Еще в годы молодости Гэмауге часто приобретал у заморских торговцев вещи, которые поначалу казались совершенно бесполезными в устоявшемся быту морских охотников. Имелись довольно надежные, испытанные многими поколениями шаманов способы предсказания погоды, а Гэмауге купил барометр. Впервые в Уэлене в домике Гэмауге появился граммофон – красивый ящик из красного дерева, с широкой трубой и картинкой с кудлатой собакой в кругу. Пластинки имели то же происхождение, что и граммофон, к в тихие вечера над уэленскими ярангами разносились хриплые голоса негритянских певцов, и звуки неведомых музыкальных инструментов удивляли сходством с человеческим голосом.
Но практичных уэленцев больше волновали не сами песни, не слова, которые были совершенно непонятны, а каким образом возникает человеческий голос в этом ящике.
В результате через некоторое время граммофон оказался разобранным на части. И проделал это сын Гэмауге Тэнмав.
Тэнмав был просто одержим желанием докопаться до всего, особенно если это касалось каких-нибудь механизмов. Он быстро научился чинить часы – сначала простые ходики, а потом даже и наручные, которые в Уэлене были только у доктора.
Смышленого паренька заметили работники полярной станции и взяли к себе на работу.
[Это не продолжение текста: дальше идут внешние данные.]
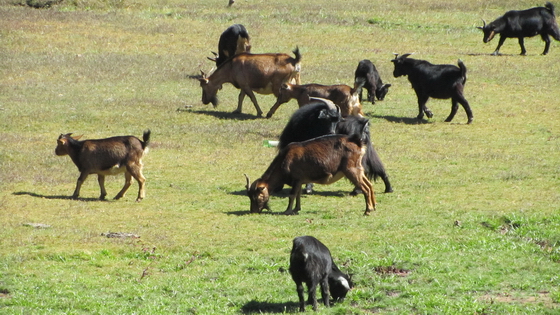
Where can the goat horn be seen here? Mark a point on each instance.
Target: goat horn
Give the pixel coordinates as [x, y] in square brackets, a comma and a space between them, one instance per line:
[248, 181]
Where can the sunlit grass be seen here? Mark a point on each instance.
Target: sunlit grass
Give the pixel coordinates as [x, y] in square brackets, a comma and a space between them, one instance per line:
[472, 227]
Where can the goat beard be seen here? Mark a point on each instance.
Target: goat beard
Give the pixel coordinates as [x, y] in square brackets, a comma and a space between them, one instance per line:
[491, 36]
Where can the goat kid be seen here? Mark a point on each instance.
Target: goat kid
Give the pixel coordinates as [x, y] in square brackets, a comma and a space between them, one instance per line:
[323, 160]
[521, 24]
[341, 95]
[366, 75]
[110, 156]
[311, 263]
[436, 81]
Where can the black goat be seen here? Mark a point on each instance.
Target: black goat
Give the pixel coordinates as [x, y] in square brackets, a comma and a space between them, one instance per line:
[373, 167]
[367, 73]
[311, 262]
[436, 81]
[323, 160]
[521, 24]
[310, 121]
[234, 40]
[319, 119]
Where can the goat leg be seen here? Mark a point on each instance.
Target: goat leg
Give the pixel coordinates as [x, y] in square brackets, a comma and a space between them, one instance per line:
[325, 291]
[101, 181]
[240, 99]
[79, 183]
[500, 43]
[546, 39]
[312, 299]
[127, 183]
[299, 288]
[253, 99]
[522, 44]
[295, 193]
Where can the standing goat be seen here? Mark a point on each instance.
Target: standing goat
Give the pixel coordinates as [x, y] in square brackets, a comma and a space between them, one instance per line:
[521, 24]
[437, 81]
[366, 74]
[261, 73]
[341, 95]
[234, 40]
[311, 262]
[110, 156]
[323, 160]
[323, 118]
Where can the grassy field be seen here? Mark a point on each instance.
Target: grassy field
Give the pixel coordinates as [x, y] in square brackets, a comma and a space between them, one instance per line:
[473, 226]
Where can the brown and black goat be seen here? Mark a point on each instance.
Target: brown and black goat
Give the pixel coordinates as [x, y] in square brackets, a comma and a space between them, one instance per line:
[346, 97]
[323, 160]
[110, 156]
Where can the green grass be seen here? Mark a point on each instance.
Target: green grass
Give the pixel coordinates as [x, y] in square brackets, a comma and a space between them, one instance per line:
[104, 68]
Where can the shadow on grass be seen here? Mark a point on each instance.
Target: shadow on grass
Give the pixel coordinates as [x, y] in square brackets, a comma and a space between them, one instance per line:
[21, 193]
[225, 115]
[286, 193]
[256, 307]
[402, 120]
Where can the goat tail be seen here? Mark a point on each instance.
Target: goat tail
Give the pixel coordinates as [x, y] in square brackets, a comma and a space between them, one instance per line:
[550, 7]
[463, 70]
[297, 54]
[146, 138]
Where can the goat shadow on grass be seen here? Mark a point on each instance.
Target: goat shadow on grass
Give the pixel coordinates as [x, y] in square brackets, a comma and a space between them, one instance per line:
[225, 115]
[256, 307]
[21, 193]
[402, 120]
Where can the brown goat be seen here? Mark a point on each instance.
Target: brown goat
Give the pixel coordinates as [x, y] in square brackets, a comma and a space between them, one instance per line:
[110, 156]
[346, 97]
[261, 73]
[322, 160]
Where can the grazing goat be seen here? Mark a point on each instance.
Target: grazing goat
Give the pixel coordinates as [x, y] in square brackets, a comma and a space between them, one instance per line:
[311, 262]
[234, 40]
[342, 95]
[322, 160]
[110, 156]
[366, 74]
[261, 73]
[521, 24]
[319, 119]
[436, 81]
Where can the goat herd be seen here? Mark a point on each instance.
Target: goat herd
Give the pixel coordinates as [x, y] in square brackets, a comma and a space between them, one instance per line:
[326, 139]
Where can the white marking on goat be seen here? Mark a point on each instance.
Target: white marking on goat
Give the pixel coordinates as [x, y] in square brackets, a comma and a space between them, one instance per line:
[113, 170]
[344, 282]
[266, 90]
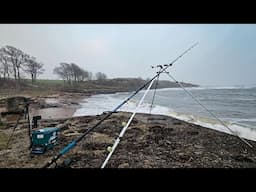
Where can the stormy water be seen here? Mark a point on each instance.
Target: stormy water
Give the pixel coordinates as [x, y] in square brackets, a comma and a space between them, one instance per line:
[234, 105]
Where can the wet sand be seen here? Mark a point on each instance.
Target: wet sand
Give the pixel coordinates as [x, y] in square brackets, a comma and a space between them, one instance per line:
[151, 141]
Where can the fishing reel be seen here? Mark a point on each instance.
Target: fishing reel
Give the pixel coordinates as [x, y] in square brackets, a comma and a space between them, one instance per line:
[161, 67]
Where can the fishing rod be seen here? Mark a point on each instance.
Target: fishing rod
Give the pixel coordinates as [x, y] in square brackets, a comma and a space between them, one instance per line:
[211, 113]
[112, 149]
[74, 142]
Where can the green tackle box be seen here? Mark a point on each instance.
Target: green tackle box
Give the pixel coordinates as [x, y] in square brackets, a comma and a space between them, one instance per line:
[44, 139]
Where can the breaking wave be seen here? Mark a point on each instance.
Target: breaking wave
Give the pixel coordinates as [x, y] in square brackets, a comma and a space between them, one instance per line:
[98, 104]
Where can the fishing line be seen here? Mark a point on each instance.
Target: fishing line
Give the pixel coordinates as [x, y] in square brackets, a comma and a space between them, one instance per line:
[234, 133]
[125, 127]
[74, 143]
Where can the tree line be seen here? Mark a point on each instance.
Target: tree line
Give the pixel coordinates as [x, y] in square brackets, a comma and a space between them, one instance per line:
[14, 61]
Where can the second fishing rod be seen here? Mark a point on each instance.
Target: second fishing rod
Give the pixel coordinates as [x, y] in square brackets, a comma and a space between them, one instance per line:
[74, 143]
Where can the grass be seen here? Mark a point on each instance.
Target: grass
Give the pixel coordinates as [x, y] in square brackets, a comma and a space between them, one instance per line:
[3, 140]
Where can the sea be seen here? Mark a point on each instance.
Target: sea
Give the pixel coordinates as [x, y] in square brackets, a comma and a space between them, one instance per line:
[233, 105]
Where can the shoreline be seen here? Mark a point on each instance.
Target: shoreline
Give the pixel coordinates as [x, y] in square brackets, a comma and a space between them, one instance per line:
[151, 141]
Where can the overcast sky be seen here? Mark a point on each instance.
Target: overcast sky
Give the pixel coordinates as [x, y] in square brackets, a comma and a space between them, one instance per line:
[225, 55]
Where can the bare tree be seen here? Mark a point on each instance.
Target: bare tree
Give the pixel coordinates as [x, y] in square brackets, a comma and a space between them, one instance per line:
[6, 68]
[90, 76]
[100, 76]
[71, 73]
[33, 67]
[16, 57]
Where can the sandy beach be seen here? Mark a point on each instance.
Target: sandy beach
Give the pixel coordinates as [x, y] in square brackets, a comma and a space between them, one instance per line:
[152, 141]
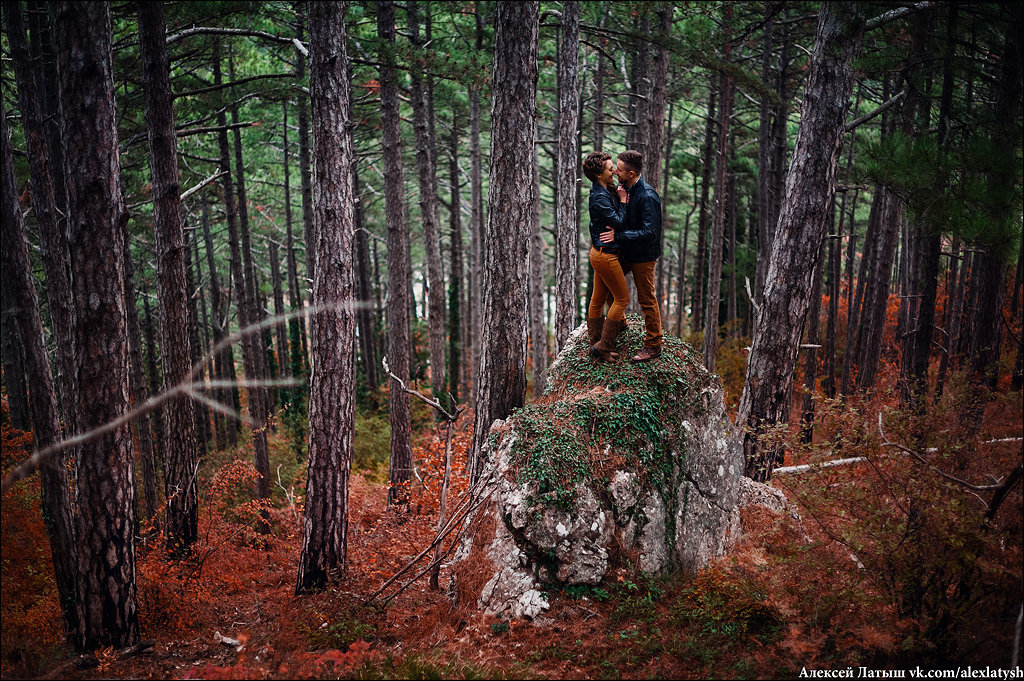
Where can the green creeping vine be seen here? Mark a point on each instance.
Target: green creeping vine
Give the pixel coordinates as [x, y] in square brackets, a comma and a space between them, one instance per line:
[637, 412]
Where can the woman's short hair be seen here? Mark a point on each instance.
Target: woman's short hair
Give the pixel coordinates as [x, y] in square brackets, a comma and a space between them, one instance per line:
[593, 165]
[633, 159]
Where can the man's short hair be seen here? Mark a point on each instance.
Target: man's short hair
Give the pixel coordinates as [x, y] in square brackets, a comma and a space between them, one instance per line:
[633, 159]
[593, 165]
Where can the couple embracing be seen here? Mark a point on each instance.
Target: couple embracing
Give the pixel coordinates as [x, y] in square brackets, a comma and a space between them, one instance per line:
[626, 237]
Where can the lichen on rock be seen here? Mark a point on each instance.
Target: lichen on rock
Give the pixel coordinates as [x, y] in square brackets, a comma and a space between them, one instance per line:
[614, 463]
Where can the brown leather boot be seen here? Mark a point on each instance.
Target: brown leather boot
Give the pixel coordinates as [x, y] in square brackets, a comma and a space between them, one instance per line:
[646, 354]
[605, 347]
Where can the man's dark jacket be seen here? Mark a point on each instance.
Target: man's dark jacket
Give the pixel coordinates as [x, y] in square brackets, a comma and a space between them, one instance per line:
[605, 211]
[641, 240]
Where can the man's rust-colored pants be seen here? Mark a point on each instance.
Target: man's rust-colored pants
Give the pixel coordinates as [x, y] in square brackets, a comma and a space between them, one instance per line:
[608, 281]
[643, 278]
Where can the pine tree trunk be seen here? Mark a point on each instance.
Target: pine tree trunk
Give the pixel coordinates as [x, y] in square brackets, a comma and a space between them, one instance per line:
[105, 594]
[305, 172]
[27, 328]
[400, 469]
[599, 85]
[801, 227]
[701, 264]
[13, 367]
[202, 347]
[250, 347]
[368, 347]
[718, 228]
[281, 330]
[180, 451]
[36, 75]
[457, 369]
[428, 214]
[566, 170]
[153, 375]
[811, 358]
[332, 384]
[658, 97]
[503, 344]
[872, 321]
[476, 216]
[538, 330]
[224, 359]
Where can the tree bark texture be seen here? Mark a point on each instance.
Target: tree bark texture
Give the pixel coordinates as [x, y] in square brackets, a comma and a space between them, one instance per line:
[136, 368]
[105, 594]
[457, 375]
[538, 330]
[180, 450]
[224, 360]
[566, 225]
[48, 197]
[365, 315]
[718, 230]
[15, 268]
[422, 115]
[400, 469]
[706, 179]
[658, 97]
[809, 188]
[13, 366]
[503, 344]
[332, 339]
[251, 352]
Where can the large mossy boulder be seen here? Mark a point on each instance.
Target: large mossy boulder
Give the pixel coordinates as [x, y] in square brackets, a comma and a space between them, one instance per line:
[615, 465]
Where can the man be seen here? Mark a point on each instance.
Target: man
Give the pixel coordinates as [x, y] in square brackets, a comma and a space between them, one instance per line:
[640, 244]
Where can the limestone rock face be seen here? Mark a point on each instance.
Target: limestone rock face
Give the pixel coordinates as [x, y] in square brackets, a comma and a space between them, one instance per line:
[616, 464]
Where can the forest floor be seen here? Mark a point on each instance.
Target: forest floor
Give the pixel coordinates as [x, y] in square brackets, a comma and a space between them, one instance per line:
[829, 586]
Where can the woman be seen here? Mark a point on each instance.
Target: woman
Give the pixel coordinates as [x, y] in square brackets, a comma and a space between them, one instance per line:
[607, 209]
Полярная станция стояла на окраине Уэлена. Она была дня нас будущим, наглядной демонстрацией благ, которые ожидали уэленцев. На полярной станции стояли добротные деревянные дома,, казавшиеся сказочными дворцами рядом с ярангами. Дома отапливались кирпичными печками, пожирающими каменный уголь, под потолками горели электрические лампочки, которые вспыхивали к гасли без прикосновения рук человека.
Работники полярной станции подготовили для поступления в летную школу уэленских парней – Тимошу Елкова, Диму Тымнэтангина.
Когда я был школьником, Дима Тымнэтагин прилетал на своем самолете в Уэлен в гости к отцу, морскому охотнику Кагье. В одном классе со мной учился брат летчика – Тымнэвакат.
В один из своих прилетов Тымнэтагин привез в отчую ярангу патефон. К тому времени граммофон Гэмауге истощил свой голос, остался один трудно различимый хрип, и только те, у кого была хорошая музыкальная память, помнили мелодии негритянских спиричуэле, томных танго, когда-то разносившихся над Уэленом.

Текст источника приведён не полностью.